1. These Precious Days by Ann Patchett
2. My Sister, The Serial Killer by Oyinkan Braithwaite
3. A Fine Balance by Rohinton Mistry
4. A Slow Fire Burning by Paula Hawkins
5. Braiding Sweetgrass by Robin Wall Kimmerer
Kathleen F. - Asheville, NC
Whenever I see someone reading a contemporary thriller/suspense novel (like A Slow Fire Burning), I think that if they haven’t read The Talented Mr. Ripley by Patricia Highsmith, they should read that instead, so if that’s the case with Kathleen, that’s my recommendation.
Once again, I have (enjoyably) whiled away a good chunk of my Saturday and Sunday mornings noodling away on this newsletter, so now it’s time for me to prevent the further spread of my ass in my chair and do something outside.
If you enjoy this content, please consider supporting it with a paid subscription.
Yours in complications,
JW
The Biblioracle
When I say “mail” I mean email and tweets, but
John, WE (Feral House) have often been labeled problematic. You get the right of it, though. We published books that in the vision of Now times versus the Then times, we would not publish today. Ideas that were dangerously on the margins we felt should be understood because of their dangerous intentions have, in some cases, become mainstream. Yet we still get castigated by media and young activists because of books we published 30 years ago no longer fit into cultural norms and acceptability.
As a society, we need to relearn how to discern the difference between problematic creators and reprehensible persons. For the lit community, we need to better educate readers that exploring terrible ideas and people is not a de facto endorsement of those terrible ideas.
Thanks for taking the time to present the issue so clearly!

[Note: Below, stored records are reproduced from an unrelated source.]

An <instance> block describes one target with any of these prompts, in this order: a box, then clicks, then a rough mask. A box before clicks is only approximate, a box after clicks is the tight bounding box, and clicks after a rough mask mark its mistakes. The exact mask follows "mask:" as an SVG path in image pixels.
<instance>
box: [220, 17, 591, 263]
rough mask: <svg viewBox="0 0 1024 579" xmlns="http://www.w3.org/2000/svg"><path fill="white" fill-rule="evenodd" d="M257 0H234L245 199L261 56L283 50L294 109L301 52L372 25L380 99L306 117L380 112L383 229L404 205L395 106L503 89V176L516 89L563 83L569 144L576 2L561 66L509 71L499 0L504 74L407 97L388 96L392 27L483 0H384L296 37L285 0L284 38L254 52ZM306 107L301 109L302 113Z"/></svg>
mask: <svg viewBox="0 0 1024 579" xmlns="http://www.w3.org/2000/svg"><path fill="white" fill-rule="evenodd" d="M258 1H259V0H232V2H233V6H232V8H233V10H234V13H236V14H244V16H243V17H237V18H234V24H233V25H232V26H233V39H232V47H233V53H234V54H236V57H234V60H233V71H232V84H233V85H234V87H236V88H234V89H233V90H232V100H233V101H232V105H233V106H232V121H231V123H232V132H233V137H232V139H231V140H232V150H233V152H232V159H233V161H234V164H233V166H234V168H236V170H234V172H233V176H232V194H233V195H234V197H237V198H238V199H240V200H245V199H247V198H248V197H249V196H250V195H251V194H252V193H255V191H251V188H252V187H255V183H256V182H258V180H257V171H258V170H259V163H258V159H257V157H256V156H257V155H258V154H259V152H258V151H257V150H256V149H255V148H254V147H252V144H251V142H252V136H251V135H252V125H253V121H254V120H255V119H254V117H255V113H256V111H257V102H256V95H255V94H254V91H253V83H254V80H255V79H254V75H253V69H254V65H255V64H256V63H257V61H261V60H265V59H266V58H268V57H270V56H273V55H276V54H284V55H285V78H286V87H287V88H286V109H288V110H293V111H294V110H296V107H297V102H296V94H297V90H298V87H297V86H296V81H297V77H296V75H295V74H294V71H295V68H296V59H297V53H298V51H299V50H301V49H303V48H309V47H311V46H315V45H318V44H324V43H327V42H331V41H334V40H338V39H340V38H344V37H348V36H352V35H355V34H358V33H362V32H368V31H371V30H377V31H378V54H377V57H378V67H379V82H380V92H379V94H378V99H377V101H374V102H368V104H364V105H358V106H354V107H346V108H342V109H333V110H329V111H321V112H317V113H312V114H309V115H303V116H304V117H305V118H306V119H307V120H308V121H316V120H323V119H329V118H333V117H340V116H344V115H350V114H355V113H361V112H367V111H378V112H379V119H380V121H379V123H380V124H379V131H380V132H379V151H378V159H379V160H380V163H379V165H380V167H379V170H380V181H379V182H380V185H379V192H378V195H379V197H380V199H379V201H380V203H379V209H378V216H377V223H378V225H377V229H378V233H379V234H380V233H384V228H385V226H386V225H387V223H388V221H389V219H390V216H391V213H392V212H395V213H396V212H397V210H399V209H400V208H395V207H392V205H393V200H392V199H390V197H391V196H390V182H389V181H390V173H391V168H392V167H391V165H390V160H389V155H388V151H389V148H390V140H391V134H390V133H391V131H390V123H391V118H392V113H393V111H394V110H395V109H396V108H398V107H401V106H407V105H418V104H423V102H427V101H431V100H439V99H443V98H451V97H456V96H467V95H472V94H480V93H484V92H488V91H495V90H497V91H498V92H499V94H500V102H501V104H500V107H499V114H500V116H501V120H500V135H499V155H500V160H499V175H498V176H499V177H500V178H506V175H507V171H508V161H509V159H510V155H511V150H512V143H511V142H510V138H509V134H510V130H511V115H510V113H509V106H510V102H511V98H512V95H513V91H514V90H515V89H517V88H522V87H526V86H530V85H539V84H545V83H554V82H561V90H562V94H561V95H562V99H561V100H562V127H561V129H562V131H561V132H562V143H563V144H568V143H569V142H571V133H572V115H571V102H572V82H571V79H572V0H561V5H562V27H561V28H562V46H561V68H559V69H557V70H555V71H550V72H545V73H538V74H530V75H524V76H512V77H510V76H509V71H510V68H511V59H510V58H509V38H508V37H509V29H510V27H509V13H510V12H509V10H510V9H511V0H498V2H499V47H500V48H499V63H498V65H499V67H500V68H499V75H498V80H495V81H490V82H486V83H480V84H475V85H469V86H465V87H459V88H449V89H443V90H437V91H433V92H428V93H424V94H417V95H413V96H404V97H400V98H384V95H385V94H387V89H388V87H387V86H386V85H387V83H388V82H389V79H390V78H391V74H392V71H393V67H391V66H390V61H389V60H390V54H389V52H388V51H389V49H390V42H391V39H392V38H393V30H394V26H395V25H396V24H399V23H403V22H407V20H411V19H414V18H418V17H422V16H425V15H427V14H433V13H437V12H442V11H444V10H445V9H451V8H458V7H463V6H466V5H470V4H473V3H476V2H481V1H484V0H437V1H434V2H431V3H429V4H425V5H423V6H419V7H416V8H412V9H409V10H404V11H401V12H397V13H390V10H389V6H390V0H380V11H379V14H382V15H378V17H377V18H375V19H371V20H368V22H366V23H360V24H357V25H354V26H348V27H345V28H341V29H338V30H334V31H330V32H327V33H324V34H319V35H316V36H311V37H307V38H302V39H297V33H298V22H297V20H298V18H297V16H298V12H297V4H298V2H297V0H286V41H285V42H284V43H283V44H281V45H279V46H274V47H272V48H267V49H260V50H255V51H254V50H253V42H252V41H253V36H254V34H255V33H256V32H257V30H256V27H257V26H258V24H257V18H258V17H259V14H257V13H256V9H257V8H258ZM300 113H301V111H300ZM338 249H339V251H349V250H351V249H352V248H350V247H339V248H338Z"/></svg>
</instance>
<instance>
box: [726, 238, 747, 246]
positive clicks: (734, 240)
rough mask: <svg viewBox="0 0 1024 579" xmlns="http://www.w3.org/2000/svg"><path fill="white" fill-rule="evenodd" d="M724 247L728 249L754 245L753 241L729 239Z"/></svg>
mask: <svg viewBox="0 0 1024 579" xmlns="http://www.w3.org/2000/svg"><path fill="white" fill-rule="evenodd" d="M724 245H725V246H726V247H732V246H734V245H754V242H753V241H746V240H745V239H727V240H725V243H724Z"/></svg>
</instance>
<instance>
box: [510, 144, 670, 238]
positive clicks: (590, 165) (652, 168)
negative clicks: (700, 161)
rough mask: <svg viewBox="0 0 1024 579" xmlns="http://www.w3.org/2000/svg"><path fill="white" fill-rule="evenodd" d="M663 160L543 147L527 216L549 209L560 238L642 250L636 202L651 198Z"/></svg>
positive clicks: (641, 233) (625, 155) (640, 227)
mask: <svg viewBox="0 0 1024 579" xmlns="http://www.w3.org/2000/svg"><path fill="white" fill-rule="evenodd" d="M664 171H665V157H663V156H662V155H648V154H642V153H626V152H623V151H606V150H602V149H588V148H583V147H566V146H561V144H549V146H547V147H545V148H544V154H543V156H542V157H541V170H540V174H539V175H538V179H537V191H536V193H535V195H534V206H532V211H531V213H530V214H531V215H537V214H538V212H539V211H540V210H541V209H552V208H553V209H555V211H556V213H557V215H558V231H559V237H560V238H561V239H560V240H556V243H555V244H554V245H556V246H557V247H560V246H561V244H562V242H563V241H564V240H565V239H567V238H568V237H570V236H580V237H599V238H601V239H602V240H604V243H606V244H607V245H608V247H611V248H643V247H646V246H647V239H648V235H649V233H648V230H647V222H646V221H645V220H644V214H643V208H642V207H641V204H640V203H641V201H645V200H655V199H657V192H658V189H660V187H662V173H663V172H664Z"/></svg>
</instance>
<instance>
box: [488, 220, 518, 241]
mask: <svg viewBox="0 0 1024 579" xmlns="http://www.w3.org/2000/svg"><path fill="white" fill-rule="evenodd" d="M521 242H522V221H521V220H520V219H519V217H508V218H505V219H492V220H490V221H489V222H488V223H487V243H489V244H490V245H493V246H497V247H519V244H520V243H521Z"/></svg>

As always, I love hearing your take, John. A lot of this reminds me of how conservative book banners are trying to control culture--the lists of "problematic" books taken out of context, literal readings that ignore subtext or irony, the removal of books from circulation so they can't be part of an educational conversation, etc. Different folks, same tactics.
I've been watching this play out here in FL in our local school board races in horror, and there's a big part of me that wants to show up and give these people a lecture on the craft of reading, lol. But there's also another part of me that is like, wow, look how much books still matter that, in 2022, these people (and their leaders) have chosen to wage their culture war over BOOKS! (And libraries!) Of all the media, it's these old piles of paper we're yelling about?!
Not to complicate things further, but isn't it kind of miraculous--wonderful even--that books are still a valuable cultural object? That they're still a site where culture is made and negotiated? That they still matter? As a book person, this makes me feel...strangely optimistic? Obviously hate emails are hella "problematic," but are the broader conversations about books on social media and in our schools kind of a sign that books are doing what they're supposed to do--inspiring conversations about ourselves and our world? ("Problematic" convos to be sure, but convos none the less!) Maybe? I hope so!